Mme Poirier : L'analyse différenciée selon les sexes.

Mme Fletcher (Raquel) : O.K. Est-ce que c'était une bonne chose pour le budget fédéral et est-ce que ça va avoir une conséquence au Québec?

Mme Poirier : C'est Nicolas qui va répondre, parce que...

M. Marceau : Nécessairement, moi, je trouve que c'est une bonne chose.

Mme Fletcher (Raquel) : Est-ce que vous êtes capable...

M. Marceau : OK, I can do it. Yes, well, I think that's one of the very, very small amount or few amount of things that are good in this budget. I think it's a good idea to examine the impact of the budget on women in particular. This has started in the U.S. under Mr. Obama and I think it's the way to go and I look forward to see that in Québec budgets.

Mme Fletcher (Raquel) : What might the impact be for Québec women?

M. Marceau : Well, we'll see that. I mean, at this stage, all we know is that they have measured the impact. Whether that would translate into gains for women is to be seen.

Le Modérateur : Merci. Dernière question en anglais, M. Hicks.

M. Hicks (Ryan) : Good morning.
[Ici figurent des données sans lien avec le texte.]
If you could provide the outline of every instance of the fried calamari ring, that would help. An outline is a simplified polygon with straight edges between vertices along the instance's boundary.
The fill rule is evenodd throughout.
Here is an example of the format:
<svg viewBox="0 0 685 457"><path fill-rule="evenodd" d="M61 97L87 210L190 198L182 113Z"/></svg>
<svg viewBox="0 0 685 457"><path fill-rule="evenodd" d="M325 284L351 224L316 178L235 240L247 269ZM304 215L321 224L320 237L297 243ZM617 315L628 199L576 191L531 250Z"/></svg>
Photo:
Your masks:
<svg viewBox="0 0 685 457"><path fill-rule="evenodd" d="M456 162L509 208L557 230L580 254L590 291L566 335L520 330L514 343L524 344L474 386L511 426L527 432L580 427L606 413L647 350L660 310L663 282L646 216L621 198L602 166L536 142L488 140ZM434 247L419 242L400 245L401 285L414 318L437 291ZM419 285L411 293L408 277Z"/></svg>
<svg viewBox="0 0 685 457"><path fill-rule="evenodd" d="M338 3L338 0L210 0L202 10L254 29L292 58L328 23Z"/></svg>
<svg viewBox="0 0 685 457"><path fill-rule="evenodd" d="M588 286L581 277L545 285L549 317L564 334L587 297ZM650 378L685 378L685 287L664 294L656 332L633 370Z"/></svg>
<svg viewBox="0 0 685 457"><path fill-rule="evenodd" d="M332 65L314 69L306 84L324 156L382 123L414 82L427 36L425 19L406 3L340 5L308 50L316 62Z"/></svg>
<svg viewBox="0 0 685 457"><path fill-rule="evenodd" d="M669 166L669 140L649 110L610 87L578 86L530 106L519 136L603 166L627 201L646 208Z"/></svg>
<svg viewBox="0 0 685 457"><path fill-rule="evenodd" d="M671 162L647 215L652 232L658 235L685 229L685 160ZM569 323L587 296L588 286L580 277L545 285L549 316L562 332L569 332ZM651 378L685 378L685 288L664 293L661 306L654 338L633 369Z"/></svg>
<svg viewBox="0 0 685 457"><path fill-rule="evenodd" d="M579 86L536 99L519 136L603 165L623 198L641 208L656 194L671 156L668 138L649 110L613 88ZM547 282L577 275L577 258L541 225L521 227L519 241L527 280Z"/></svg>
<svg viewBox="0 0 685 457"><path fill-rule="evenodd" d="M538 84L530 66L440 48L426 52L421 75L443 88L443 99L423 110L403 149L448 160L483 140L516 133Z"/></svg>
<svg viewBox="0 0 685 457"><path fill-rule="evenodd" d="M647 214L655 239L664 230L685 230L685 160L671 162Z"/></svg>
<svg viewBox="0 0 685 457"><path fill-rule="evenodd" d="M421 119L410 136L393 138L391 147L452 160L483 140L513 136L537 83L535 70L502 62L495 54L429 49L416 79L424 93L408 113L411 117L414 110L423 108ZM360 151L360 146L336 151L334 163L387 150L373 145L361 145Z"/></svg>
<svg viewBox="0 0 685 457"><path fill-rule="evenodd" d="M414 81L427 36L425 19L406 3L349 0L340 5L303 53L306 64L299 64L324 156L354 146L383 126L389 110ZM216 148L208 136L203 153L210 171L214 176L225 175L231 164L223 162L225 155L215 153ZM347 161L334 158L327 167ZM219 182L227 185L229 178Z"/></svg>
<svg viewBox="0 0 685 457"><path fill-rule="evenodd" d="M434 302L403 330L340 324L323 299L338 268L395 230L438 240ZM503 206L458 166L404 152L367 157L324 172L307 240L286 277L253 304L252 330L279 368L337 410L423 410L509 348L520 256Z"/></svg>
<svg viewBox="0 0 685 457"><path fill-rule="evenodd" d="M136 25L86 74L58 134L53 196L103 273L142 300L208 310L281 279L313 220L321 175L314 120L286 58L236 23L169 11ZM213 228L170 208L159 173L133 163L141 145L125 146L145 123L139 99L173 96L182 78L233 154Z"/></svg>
On the budget, the provincial budget coming up on Tuesday, when it comes to the debt-to-GDP ratio, what are you looking for? What is the PQ looking for?

M. Lisée : Well, we are looking for the trend to hold. I mean, we have a good trend that we set before and that needs to be simply sustained. I think the Québec debt is managed. We need to be vigilant and continue to be managed. But we think that the $2.5 billion that we will put in the Fonds des générations, who is countervailing the debt, can be used at creating more wealth, so that the ratio is even better.

M. Hicks (Ryan) : On the federal budget, looking at it from a different point of view or a different prospective, there is a lot a criticism about a lack of specific commitments to Québec priorities like the light-rail transit, like Québec City SRB, like Montréal blue line, but is it also possible to say that maybe the federal budget… the federal Government is just waiting to announce those individually rather than get lost in all of the announcements surrounding the budget?

M. Lisée : Well, that's not what M. Couillard was expecting. I mean, clearly, he was expecting clearer announcements. And even when you look at the fine print in the previous budget, they said that the federal Government could shoulder as much as 50% of these initiatives, and now he says 40%. And there seems to be some slippage on the calendar of funding. So all the signals we had yesterday were bad signals. Merci beaucoup.